Mr. Trump continued to mock Mr. Pence, whose aides testified that he had told Mr. Trump repeatedly that he did not have the power to dismiss Mr. Biden’s Electoral College victory or declare a 10-day recess in the congressional session to send the votes back to states to be re-examined.
“Mike Pence had absolutely no choice but to be a human conveyor belt,” Mr. Trump said.
Mr. Trump also mischaracterized the 1801 certification of Thomas Jefferson’s presidential victory — a process that Jefferson, then the vice president, oversaw — to argue that Mr. Pence should have used that model to keep Mr. Trump in office.
“I said to Mike, ‘If you do this, you can be Thomas Jefferson,’” Mr. Trump said. “And then after it all went down, I looked at him one day and I said, ‘Mike, I hate to say this, but you’re not Thomas Jefferson.’”

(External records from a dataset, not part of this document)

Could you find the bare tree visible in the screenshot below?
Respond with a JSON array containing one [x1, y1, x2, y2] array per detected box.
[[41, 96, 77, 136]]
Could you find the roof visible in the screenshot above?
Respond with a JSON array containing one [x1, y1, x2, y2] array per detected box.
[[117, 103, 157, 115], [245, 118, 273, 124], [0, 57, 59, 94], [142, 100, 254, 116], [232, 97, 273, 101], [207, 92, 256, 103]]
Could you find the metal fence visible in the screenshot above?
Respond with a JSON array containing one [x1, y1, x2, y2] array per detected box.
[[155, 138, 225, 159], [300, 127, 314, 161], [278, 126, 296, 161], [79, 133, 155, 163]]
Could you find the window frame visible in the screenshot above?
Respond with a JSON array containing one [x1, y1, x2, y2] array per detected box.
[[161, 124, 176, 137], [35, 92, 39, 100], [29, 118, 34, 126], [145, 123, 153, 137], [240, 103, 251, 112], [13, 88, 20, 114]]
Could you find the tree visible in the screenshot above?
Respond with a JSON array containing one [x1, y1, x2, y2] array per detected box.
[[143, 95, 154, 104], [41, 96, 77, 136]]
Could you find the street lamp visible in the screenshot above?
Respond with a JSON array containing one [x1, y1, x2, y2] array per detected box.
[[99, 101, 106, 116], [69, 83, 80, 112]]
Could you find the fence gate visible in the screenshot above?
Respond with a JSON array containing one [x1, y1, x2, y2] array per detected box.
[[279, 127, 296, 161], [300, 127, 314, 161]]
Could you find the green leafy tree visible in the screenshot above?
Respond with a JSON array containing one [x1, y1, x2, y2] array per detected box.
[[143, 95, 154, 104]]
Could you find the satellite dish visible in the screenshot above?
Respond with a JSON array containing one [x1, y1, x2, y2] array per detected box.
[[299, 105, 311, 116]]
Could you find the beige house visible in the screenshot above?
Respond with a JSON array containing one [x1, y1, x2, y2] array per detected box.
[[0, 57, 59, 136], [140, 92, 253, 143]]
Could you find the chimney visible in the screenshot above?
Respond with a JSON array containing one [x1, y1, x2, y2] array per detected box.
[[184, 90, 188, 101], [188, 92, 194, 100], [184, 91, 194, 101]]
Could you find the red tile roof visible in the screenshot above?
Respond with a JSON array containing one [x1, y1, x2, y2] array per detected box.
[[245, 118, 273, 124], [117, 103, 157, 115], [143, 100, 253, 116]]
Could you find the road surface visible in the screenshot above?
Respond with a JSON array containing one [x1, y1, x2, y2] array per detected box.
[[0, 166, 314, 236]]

Marc Short, Mr. Pence’s former chief of staff, said this conversation never happened. Mr. Short did not comment more broadly on Mr. Trump’s speech.
Mr. Trump also complained that the House committee had edited videos of his former aides’ testimony so that they were not played in full context. He appeared to be referring indirectly to testimony by his daughter Ivanka, whose remarks have been used against her father in two hearings.
Speaking of the mob that left his speech at the Ellipse on Jan. 6 and swarmed the Capitol, Mr. Trump remained defensive. “It was a simple protest,” he said. “It got out of hand.”